Меня особенно заинтересовал один игрок. Это был высокий парень, глупый, наивный и простоватый, хотя и причесанный под Демидова, быстро вытянувшийся щекастый ребенок с бородой, на лице которого отражались все впечатления. Бедняга все время проигрывал. Несколько раз он вставал из-за стола, поспешно уходил куда-то, затем возвращался, весь красный, потный, и я говорил себе: «Ты, верно, рассказал какую-нибудь небылицу матери и сестрам, чтобы выпросить у них денег». Он действительно приходил с полными карманами и яростно продолжал игру. Но ему не везло. Он проигрывал, проигрывал по-прежнему. Я чувствовал, что он волнуется, дрожит и уже не в силах сохранять спокойствие при такой неудаче. После каждой битой карты его ногти все глубже впивались в суконную скатерть — тягостное зрелище!

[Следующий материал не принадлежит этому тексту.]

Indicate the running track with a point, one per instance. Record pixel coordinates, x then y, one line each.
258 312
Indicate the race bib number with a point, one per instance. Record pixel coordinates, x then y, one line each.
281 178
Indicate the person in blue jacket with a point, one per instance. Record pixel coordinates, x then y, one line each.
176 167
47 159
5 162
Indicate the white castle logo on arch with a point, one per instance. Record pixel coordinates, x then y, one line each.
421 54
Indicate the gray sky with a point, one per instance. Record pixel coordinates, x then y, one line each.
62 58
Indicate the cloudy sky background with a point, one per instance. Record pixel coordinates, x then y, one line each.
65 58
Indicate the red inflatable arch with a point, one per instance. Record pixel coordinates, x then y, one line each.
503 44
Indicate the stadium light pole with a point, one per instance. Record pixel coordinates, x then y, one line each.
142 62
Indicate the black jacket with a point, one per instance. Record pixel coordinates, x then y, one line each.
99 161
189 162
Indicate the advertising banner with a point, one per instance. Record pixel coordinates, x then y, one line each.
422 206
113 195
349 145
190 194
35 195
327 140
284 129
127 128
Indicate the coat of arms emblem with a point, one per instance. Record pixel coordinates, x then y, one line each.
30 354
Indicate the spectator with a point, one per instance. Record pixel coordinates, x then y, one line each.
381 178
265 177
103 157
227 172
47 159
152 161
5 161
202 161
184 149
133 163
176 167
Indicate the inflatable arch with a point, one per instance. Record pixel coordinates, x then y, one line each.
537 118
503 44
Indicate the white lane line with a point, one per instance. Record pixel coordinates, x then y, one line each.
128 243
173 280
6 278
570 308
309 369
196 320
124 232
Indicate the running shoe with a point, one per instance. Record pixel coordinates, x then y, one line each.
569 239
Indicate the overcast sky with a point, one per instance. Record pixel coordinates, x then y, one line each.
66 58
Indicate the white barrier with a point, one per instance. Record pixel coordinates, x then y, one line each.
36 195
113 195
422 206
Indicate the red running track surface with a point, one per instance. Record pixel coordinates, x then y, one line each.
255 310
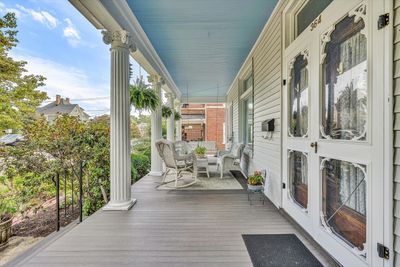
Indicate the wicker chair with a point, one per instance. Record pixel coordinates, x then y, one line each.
176 161
230 159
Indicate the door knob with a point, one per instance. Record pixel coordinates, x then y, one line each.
315 146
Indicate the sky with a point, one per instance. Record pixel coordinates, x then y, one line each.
60 44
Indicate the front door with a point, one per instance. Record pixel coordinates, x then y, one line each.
332 131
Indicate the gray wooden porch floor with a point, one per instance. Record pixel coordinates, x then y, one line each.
169 228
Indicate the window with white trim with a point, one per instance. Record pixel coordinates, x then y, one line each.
247 111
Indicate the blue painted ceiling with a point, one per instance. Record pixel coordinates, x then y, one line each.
202 43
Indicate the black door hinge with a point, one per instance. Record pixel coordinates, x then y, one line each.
383 251
383 21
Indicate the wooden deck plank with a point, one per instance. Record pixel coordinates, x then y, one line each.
170 228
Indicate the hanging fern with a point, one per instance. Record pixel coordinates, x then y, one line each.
142 97
166 112
177 116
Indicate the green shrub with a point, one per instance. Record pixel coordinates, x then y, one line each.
140 166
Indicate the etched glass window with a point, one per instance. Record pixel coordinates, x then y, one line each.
298 178
344 91
344 201
298 97
248 120
308 13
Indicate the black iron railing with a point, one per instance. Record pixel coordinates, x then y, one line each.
56 181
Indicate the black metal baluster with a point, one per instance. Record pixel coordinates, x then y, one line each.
58 200
65 194
72 190
80 192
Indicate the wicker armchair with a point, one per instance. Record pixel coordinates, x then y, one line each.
230 159
176 161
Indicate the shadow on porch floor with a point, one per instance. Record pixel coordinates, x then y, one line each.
170 228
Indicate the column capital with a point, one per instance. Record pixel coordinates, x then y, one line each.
119 38
170 96
155 79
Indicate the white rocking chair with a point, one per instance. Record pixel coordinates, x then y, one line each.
174 161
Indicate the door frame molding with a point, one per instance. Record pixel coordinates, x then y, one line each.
388 134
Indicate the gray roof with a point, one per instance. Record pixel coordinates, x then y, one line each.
63 108
10 138
53 108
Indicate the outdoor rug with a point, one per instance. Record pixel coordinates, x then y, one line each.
228 182
279 250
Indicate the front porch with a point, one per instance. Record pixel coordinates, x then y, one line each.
170 228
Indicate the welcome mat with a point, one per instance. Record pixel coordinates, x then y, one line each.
279 250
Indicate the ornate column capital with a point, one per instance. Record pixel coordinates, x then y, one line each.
120 38
156 79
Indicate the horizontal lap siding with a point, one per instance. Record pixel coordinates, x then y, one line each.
267 104
233 99
396 89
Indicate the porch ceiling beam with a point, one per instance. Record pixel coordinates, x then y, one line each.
116 15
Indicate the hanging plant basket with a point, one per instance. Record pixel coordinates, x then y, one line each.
177 116
166 112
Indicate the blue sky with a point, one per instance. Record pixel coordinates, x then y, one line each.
60 44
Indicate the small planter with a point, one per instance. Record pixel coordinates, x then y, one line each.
5 232
255 187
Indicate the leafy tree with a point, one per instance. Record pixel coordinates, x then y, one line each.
19 96
177 116
142 97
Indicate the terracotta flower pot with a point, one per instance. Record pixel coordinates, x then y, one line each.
5 233
255 187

Между тем, убаюканный провинциальной скукой и бездельем, утомленный дорогой, я различал карточный стол как в тумане, как некое смутное, призрачное видение, и наконец уснул под тихий говор игроков и шуршание карт. Разбудили меня сердитые голоса, гулко отдававшиеся в пустых залах. Все уже ушли. Оставались двое — член Жокей-клуба и высокий парень; они сидели за столом и играли. Партия была серьезная — экарте на ставку в десять луидоров. Прочитав отчаяние на славном бульдожьем лице горца, я понял, что он опять проигрывает.

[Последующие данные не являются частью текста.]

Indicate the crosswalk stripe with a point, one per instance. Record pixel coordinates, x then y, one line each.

— Реванш! — в бешенстве кричал он время от времени.
Противник держался по-прежнему спокойно, хладнокровно. При каждом ходе злая, презрительная усмешка кривила его аристократический рот. Я услышал возглас: «Бита!», затем сильный удар кулаком по столу. Кончено! Несчастный проигрался дотла.
Он застыл на месте, молча уставившись на свои карты; его модный сюртук задрался, рубашка смялась и намокла, точно после драки. Затем, видя, что герцог собирает разбросанные по столу золотые монеты, он вскочил, заорал:
— Это мои деньги, черт побери!.. Верните мне деньги!
И заплакал, как ребенок. Да он, и правда, был сущий младенец.
— Верните мне деньги!.. Верните! — повторял он.
Можете мне поверить: он больше не сюсюкал. Он обрел свой естественный голос, и этот голос надрывал мне душу, ибо у сильных людей слезы налетают, как шквал, и причиняют им подлинное страдание. Герцог, по-прежнему холодный и насмешливый, взирал на него с полным безразличием… Тогда несчастный бросился на колени и сказал тихим, срывающимся голосом:
— Это не мои деньги… Я их украл… Отец велел мне уплатить долг…
Стыд душил его, он не договорил.
При первом же слове об украденных деньгах герцог встал. Щеки его слегка порозовели. На его лице появилось гордое выражение, и оно очень ему шло. Он вытряхнул деньги из карманов прямо на стол и, сбросив на минуту маску парижского хлыща, сказал естественным, сердечным тоном:
— Забирай все это, болван… Неужели ты подумал, что мы играем всерьез?